Timo schaut während des Unterrichts verträumt aus dem Fenster, bis ihn der Lehrer aus seinem Tagtraum holt: «Hör auf zu träumen und konzentrier dich!»
Timo braucht einen Moment, um zu sich zurückzukommen. Dieses unsanfte Aufwachen hat Stress in ihm ausgelöst.
Viele von uns kennen das. Auch ich war eine Träumerin, so wurde mir nachgesagt. Und ich verstand das Problem nie: Was ist so schlimm daran, einmal kurz abzuschweifen?
Der Begriff „Träumer“ hält sich hartnäckig unter Lehrpersonen, Chefs und Eltern. Und er ist meistens nicht positiv gemeint. Ungerechtfertigt. Ich möchte euch gerne erklären, wieso es wichtig ist, Kinder auch mal vor sich hinträumen zu lassen. Und euch Tipps geben, wie man sie sanft aus dem Tagtraum zurückholt.
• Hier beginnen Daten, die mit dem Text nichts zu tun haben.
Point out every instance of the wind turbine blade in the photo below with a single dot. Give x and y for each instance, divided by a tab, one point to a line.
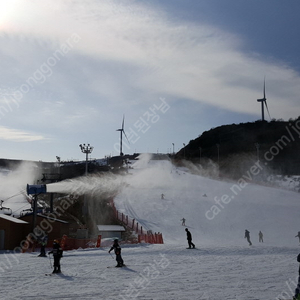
126	136
267	109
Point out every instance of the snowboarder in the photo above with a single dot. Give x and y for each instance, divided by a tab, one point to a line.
247	236
297	290
57	255
298	235
116	247
189	238
261	237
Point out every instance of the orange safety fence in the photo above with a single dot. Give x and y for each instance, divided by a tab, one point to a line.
143	236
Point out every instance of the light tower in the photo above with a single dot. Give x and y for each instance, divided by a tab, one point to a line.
87	149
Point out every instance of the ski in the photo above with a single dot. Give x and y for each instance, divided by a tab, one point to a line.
124	266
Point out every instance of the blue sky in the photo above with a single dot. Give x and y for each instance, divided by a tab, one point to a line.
70	70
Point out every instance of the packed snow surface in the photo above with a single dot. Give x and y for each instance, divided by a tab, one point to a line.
223	265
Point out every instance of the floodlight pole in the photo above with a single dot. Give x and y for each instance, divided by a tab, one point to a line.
87	149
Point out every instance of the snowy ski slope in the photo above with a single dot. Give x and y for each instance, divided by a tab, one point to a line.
223	266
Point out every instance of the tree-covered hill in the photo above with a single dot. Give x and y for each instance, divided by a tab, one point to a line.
234	148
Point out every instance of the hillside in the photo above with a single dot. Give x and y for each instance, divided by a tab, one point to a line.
234	147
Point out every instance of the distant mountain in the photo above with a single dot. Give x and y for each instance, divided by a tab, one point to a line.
234	148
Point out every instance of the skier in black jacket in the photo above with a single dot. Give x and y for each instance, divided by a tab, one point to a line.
189	238
57	255
247	236
116	247
297	291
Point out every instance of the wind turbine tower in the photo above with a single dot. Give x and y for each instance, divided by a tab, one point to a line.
264	103
121	136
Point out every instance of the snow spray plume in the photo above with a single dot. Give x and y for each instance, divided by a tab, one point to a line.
13	185
92	185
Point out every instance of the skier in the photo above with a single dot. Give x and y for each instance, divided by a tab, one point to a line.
57	255
261	237
247	235
183	221
297	290
298	235
43	242
116	247
189	238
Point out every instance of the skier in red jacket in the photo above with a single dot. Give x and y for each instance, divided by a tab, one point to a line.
116	247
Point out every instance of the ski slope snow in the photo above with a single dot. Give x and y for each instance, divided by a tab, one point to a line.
223	266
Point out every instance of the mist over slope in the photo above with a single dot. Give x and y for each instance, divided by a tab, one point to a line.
217	212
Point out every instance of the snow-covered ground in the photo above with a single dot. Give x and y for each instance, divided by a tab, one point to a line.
223	266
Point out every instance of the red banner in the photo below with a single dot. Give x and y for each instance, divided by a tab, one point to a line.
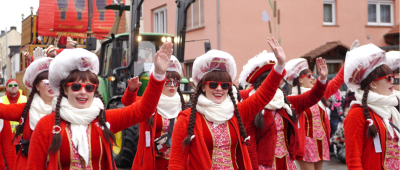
103	19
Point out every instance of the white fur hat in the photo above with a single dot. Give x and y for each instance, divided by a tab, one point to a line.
174	65
256	66
35	68
360	62
213	60
70	60
293	69
393	59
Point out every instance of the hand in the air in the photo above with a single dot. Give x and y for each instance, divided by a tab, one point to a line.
322	68
162	58
134	83
278	51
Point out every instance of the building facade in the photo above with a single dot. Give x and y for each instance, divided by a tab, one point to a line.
308	29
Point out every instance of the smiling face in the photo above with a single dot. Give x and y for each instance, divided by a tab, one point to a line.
306	81
81	98
217	95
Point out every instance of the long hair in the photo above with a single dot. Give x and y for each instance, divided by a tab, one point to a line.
219	76
296	82
38	79
174	75
259	119
380	71
75	76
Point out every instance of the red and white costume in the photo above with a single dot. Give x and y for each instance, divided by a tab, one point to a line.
39	109
276	146
313	126
167	108
86	148
216	142
381	152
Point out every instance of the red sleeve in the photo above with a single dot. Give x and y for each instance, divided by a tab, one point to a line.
139	111
354	128
179	155
334	84
265	93
40	143
129	97
7	147
309	98
11	112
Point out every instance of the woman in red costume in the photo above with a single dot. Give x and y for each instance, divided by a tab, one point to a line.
211	134
372	125
313	126
79	133
157	128
275	139
37	106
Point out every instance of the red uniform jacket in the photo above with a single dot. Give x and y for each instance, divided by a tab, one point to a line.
13	112
196	155
360	150
332	88
263	152
119	119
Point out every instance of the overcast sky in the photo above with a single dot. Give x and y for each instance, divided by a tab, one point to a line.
11	11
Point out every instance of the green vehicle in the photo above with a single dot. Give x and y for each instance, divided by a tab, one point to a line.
126	55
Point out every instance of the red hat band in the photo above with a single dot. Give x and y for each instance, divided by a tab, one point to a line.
258	71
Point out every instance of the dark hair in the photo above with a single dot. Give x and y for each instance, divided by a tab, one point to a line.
296	82
380	71
74	76
219	76
38	79
259	119
174	75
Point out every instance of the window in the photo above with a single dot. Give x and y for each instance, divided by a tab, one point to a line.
380	12
195	15
329	12
160	20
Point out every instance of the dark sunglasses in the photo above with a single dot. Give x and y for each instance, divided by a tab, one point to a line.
389	78
12	85
78	87
308	75
170	82
214	85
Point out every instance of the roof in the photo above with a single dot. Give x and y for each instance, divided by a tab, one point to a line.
395	30
323	49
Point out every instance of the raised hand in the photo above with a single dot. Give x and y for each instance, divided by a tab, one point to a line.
322	68
134	83
162	58
278	51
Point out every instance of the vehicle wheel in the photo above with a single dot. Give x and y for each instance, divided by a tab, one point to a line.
127	141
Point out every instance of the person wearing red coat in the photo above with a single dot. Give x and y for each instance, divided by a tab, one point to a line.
211	134
313	126
168	107
37	106
79	133
275	140
371	126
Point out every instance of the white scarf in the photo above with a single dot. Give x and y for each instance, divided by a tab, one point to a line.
397	93
382	105
303	90
80	119
38	110
216	113
169	107
277	102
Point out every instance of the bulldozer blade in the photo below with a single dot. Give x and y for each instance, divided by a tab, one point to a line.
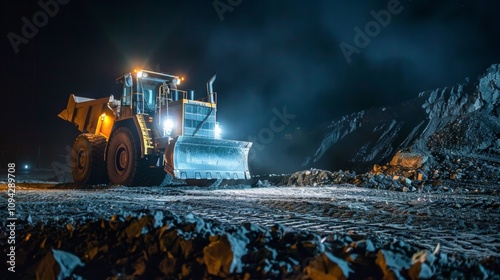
205	158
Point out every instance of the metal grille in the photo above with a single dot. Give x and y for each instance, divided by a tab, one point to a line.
194	115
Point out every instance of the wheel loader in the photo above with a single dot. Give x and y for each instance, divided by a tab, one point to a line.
152	128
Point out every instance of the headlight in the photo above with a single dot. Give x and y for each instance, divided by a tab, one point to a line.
168	124
218	131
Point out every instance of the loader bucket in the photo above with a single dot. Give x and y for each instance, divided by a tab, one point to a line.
205	158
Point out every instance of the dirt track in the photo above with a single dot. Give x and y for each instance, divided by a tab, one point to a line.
462	224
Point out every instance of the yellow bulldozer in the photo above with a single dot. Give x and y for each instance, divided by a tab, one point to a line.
153	128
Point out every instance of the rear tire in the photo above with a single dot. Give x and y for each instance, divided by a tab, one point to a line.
87	160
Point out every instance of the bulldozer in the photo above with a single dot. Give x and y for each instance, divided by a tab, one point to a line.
152	129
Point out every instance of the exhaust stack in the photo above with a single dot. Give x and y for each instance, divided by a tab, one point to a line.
210	90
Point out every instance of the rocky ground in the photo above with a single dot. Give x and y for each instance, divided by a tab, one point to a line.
312	224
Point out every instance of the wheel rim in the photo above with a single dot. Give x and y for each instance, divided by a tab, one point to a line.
81	160
121	159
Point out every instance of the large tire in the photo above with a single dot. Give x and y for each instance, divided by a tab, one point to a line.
87	160
125	165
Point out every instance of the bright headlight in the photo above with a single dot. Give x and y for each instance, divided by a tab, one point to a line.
218	131
168	124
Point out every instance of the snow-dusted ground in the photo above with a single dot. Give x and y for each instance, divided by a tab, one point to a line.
462	224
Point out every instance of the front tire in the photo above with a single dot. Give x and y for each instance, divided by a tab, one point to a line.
87	160
122	157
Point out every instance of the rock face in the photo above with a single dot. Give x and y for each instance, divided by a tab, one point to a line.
458	121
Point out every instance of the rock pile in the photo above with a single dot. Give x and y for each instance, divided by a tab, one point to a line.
444	127
164	246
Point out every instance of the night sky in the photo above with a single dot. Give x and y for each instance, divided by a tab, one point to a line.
267	55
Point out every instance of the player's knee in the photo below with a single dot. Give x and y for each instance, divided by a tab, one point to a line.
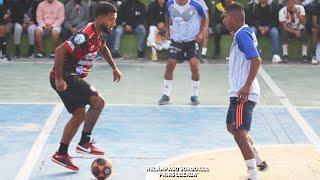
99	102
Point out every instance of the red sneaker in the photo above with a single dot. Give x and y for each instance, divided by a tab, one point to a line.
89	148
65	161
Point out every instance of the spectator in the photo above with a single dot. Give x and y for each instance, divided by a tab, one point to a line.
157	31
265	22
292	18
131	16
219	28
24	18
315	32
77	15
50	16
4	15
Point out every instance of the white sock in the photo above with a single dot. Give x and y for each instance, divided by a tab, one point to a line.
252	169
204	51
257	156
167	87
195	88
304	50
285	49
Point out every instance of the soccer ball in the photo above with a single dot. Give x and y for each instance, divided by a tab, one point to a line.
101	168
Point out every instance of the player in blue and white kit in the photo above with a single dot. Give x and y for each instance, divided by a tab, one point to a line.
244	91
189	20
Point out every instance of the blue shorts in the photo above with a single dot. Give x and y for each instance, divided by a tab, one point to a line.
240	114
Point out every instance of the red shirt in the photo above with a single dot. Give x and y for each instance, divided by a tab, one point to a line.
82	49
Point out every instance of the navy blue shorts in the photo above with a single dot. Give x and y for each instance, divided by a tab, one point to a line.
240	114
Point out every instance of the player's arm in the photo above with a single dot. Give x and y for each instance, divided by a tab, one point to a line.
60	52
104	50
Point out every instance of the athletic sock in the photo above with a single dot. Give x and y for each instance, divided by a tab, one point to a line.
63	149
195	88
85	137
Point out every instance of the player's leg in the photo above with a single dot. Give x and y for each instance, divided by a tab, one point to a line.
195	80
86	146
175	53
262	165
195	71
61	157
241	138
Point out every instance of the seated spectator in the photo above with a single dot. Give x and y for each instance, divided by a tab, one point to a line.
292	19
315	33
77	15
157	31
24	18
4	15
50	16
219	28
131	16
265	22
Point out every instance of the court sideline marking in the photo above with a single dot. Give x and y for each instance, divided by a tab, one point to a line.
38	145
305	127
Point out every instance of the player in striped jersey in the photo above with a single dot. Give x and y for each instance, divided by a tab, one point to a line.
244	91
73	62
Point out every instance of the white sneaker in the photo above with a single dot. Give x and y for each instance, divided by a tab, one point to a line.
314	61
276	59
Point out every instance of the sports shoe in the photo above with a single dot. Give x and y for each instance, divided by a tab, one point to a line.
263	166
89	148
195	100
276	59
314	60
65	161
52	55
154	58
203	59
164	100
305	59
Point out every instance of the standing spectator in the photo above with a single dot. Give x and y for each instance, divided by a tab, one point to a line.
156	17
24	18
315	32
219	28
265	22
293	19
77	15
131	16
50	16
4	15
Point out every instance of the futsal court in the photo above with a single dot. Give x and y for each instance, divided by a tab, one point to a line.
138	134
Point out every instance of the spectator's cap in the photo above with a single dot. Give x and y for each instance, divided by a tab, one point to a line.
104	8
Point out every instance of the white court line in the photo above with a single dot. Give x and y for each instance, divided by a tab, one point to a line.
305	127
29	163
166	163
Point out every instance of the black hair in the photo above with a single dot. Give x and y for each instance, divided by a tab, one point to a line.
235	7
104	8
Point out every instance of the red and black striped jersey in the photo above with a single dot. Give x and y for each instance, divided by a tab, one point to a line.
82	49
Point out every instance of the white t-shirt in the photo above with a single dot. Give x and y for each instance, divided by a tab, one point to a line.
292	19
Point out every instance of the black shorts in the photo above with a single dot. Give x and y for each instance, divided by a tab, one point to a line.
240	114
78	92
183	50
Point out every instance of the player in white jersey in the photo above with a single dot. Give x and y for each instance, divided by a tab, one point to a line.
244	91
189	20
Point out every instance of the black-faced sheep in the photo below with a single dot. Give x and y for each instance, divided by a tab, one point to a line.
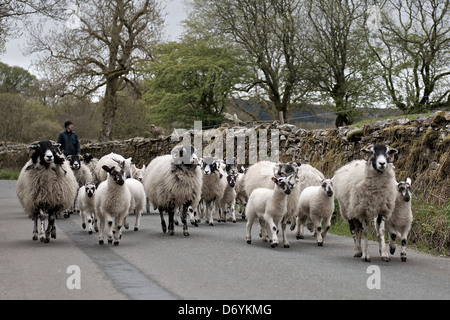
399	224
367	190
174	181
112	202
86	204
270	207
317	204
46	186
260	174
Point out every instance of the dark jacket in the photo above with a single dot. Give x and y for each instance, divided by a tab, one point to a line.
69	143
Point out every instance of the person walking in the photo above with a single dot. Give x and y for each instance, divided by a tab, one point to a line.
69	140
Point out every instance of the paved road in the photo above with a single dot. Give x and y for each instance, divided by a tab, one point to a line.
212	263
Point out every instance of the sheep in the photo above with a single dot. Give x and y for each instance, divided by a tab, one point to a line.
259	176
138	201
112	201
213	187
228	200
241	195
316	203
174	181
100	174
86	204
46	185
399	224
270	206
137	173
367	190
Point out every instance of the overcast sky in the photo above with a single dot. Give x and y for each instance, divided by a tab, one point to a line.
176	12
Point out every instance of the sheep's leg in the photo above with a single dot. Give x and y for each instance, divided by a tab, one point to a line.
283	231
317	222
365	232
42	226
184	220
101	237
250	219
356	228
380	225
327	227
163	222
171	225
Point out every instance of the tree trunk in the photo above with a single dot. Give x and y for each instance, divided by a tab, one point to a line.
109	109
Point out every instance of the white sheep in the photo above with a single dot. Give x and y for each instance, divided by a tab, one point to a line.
137	173
108	160
316	203
174	181
112	202
213	187
367	190
259	175
86	204
399	224
270	207
138	201
46	185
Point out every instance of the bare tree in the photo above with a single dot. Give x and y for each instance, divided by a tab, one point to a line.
412	48
268	32
100	51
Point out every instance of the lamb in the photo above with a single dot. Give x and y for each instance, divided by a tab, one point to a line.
316	203
86	204
109	160
367	190
46	185
213	187
112	201
259	176
399	224
270	206
174	181
137	173
138	201
228	200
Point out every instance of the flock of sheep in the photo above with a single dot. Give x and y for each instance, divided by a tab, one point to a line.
106	190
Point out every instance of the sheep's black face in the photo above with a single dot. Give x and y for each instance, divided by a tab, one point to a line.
46	152
404	188
327	186
379	156
231	179
90	189
75	162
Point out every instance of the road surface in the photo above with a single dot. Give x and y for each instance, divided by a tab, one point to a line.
212	263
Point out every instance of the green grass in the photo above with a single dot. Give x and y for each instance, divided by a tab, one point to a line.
9	175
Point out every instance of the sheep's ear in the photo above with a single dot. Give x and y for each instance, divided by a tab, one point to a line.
368	150
392	151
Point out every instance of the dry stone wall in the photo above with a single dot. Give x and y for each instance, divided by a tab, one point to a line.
423	144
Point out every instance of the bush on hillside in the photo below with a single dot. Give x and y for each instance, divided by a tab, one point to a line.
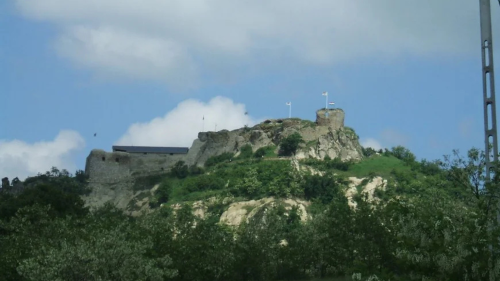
367	152
214	160
245	152
180	170
290	144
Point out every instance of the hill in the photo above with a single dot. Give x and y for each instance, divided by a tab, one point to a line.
283	211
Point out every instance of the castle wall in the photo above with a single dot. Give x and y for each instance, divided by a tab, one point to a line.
334	120
111	167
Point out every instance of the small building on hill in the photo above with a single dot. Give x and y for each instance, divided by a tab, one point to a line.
150	149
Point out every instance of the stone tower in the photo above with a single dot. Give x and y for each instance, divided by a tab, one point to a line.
334	120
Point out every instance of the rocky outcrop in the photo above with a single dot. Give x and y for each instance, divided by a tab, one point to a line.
325	137
112	175
244	210
364	186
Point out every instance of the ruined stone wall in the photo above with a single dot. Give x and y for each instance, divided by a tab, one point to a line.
112	167
334	120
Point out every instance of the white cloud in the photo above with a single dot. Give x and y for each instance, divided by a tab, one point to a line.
180	126
394	138
178	39
370	142
21	159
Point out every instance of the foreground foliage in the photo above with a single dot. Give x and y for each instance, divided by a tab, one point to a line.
435	222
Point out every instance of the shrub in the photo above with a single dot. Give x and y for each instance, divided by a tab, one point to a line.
367	152
196	170
338	164
214	160
180	170
245	152
290	144
260	152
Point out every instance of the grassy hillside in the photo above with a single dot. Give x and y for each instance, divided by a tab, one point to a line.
437	230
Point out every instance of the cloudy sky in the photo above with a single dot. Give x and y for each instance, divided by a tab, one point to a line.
145	72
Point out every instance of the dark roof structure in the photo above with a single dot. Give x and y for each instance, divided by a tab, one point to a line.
151	149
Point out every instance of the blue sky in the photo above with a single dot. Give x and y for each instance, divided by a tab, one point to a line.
144	72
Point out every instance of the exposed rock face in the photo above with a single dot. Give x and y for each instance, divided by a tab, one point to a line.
369	189
240	211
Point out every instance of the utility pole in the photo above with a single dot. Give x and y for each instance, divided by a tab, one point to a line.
489	107
489	103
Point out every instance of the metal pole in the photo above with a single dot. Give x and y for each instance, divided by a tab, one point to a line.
489	103
489	107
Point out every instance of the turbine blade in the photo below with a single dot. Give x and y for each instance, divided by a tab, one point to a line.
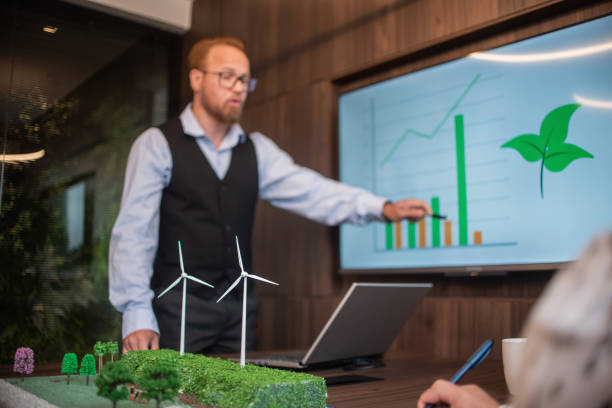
239	255
199	281
176	282
181	257
261	279
230	288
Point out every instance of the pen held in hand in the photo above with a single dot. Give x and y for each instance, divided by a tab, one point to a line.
473	361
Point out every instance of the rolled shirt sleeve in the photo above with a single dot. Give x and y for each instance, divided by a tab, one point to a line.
134	237
305	192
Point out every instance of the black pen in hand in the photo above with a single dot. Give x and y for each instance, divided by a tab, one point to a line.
472	362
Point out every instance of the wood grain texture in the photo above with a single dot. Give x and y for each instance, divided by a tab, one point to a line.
306	52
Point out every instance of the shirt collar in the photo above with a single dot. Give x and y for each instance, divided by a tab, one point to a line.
192	127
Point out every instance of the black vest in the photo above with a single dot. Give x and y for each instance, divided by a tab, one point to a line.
205	214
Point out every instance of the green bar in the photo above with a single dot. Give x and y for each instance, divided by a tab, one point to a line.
389	234
411	235
461	187
435	222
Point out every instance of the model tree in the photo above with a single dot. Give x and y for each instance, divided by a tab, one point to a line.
113	348
160	381
88	366
113	382
24	361
70	364
99	350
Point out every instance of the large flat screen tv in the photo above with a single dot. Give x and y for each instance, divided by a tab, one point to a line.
513	145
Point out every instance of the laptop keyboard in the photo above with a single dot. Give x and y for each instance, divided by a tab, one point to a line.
284	356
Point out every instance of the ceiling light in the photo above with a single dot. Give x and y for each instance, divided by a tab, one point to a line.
543	56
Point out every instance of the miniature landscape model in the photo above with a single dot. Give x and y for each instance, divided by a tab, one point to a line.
155	376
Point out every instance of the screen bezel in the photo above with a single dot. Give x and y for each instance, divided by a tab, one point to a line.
452	48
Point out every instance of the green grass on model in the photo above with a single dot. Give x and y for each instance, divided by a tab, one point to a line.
222	383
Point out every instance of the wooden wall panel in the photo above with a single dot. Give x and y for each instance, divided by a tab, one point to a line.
306	51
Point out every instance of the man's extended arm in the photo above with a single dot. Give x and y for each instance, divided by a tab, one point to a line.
303	191
134	239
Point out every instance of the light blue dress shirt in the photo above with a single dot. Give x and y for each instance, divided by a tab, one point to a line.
283	183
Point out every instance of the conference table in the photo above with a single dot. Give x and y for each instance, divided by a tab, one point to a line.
398	384
404	378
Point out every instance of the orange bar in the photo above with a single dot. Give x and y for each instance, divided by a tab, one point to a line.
448	230
398	235
422	242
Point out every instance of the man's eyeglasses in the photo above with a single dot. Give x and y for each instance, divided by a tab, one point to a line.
228	79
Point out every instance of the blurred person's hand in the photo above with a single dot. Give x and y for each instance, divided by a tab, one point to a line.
141	340
456	396
410	208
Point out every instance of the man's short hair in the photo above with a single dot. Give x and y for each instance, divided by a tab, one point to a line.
200	50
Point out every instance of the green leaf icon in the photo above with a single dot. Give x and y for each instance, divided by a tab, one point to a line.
530	146
549	146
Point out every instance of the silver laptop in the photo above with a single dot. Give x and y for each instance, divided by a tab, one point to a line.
364	324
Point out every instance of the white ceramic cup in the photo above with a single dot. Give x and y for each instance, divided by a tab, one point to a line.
512	353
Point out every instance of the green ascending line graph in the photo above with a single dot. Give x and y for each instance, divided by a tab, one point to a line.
392	232
415	132
503	150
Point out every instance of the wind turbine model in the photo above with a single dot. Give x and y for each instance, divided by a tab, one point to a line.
244	275
184	277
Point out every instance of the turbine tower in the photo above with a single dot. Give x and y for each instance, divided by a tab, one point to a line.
244	275
184	277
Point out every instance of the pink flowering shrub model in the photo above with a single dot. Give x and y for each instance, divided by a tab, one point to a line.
24	361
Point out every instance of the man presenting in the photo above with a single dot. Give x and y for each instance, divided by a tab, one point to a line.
197	179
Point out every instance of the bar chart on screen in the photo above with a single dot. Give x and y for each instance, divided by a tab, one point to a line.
505	146
444	153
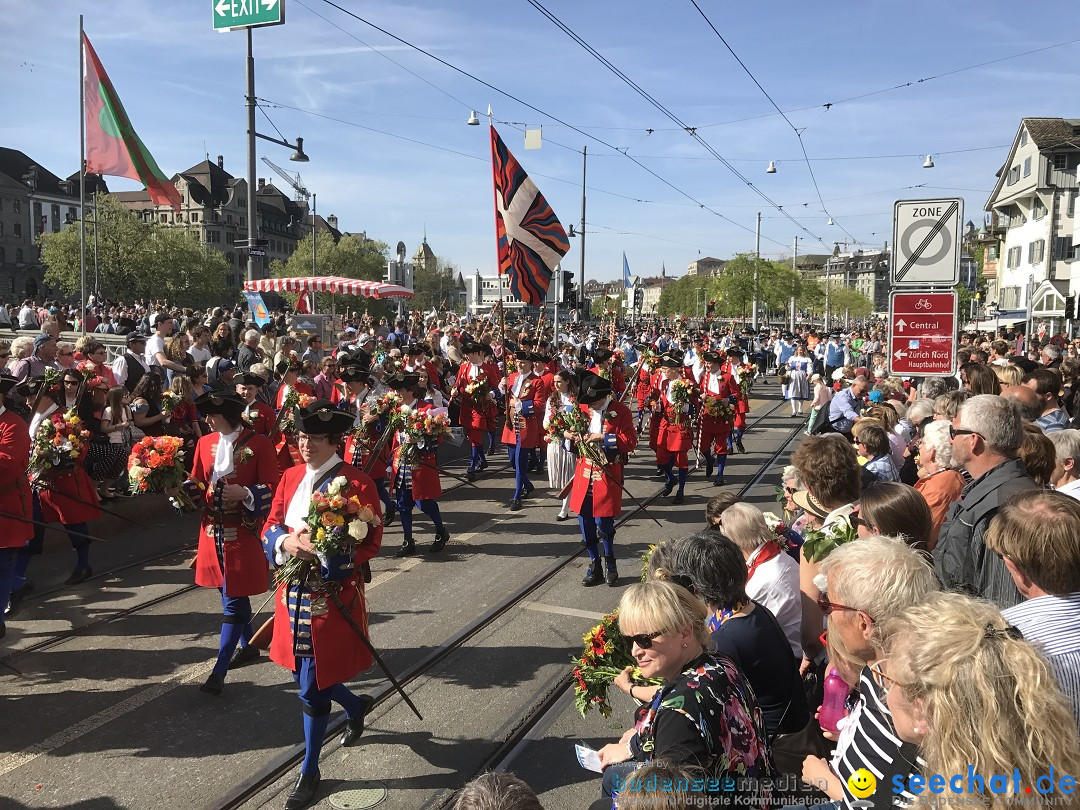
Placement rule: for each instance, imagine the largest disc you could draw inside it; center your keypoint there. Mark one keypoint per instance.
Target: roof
(1052, 132)
(16, 164)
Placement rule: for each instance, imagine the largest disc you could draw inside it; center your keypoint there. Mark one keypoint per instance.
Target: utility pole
(252, 213)
(757, 260)
(581, 272)
(795, 281)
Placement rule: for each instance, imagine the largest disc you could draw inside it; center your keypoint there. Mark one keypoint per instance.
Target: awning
(338, 284)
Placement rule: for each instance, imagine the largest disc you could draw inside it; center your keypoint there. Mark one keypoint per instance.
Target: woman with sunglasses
(66, 495)
(964, 686)
(704, 714)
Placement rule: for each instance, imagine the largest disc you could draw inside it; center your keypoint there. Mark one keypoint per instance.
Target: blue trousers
(8, 561)
(316, 710)
(520, 458)
(429, 507)
(595, 530)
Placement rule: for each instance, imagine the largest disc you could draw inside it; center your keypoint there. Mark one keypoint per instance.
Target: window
(1063, 247)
Zuerst muss man wissen, dass aus dem Fenster oder einfach in die Ferne schauen ein Zeichen ist, dass das Hirn eine Pause braucht. Sie hilft dem Hirn dabei, die vielen Informationen und Reize zu verarbeiten und sich zu regulieren. Man ist tatsächlich in einer Art hypnotischem Zustand. Man spricht auch von einer Trance. Man erlebt einen Moment der inneren Ruhe und nimmt sich selbst wieder besser wahr. Auch wir Erwachsenen dürfen uns diese Pause hin und wieder gönnen. Es ist keine verschwendete Zeit, im Gegenteil: Es ist eine produktive Auszeit für unser Hirn.
Kindern, die tagträumen dürfen, fällt es leichter, Strategien und Lösungen für komplexe Probleme und Themen zu entwickeln. Ausserdem steigert es die Kreativität. Die besten Ideen kommen doch häufig dann, wenn wir nicht aktiv danach suchen, sondern die Gedanken einfach laufen lassen; zum Beispiel im Zug oder beim Autofahren, unter der Dusche oder beim Sport. Immer dann, wenn der Geist mal eine Pause kriegt.
Doch wie holt man jetzt ein Kind zurück, weil der Schulunterricht weitergehen muss oder die Eltern zu einem Termin müssen und ohnehin schon spät dran sind?
Setzt euch vor das Kind und haltet Augenkontakt. Berührt das Kind sanft und spricht mit leiser, geduldiger Stimme. Ohne Augen- und Körperkontakt nimmt das Kind euch nicht wahr, weil es sich nicht angesprochen fühlt. Ihr wisst ja auch nicht, dass ihr gemeint seid, wenn jemand hinter euch steht und laut ruft: “Hey du!“
Wir sollten alle wieder mehr tagträumen und es uns und unseren Kindern ganz bewusst erlauben.
Es hilft, mit der Wirklichkeit besser zurechtzukommen.